Toshack insisted yesterday he was not considering resigning and that he hoped the hearings would clarify the incident.

"My insults and gestures were aimed only and exclusively at a section of the crowd that feels that I am the only one to blame for what happens at the club," he said. "I've put up with insults for a long time, but the reaction was not normal for me."

The incidents are the latest in a series of clashes between Toshack and the Riazor crowd since his arrival at the club last season. Fans were especially incensed by his decision to drop Bebeto, and blamed Toshack for the striker's subsequent move back to Brazil.

For his part, Toshack has blamed Lendoiro for buying the wrong players and not spending enough on training facilities. Earlier this year he said he did not expect to continue at the club when his contract expires in June, leading to speculation he may return to Britain.

Supporters replied swiftly by daubing the Riazor ground in anti-Toshack graffiti. Toshack has also come under fire from Rafael Martin Vazquez. The former Spanish international midfielder is one of many players in Deportivo's gifted squad who believes he is not selected often enough.

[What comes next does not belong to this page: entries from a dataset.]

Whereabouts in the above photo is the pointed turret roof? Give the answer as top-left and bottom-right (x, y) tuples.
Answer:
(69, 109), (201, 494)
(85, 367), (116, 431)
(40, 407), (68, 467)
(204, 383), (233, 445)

In Belgium, the national coach, Wilfried Van Moer, has been sacked after nine months in charge and replaced by Georges Leekens, who leaves the First Division leaders Mouscron.

Van Moer was dismissed principally because of Belgium's 3-0 home defeat by the Netherlands in a World Cup qualifier last month and also because of communication problems with players and the media. Van Moer was initially praised for his no-nonsense approach but was later criticised for what was perceived as a surly attitude towards players and reporters.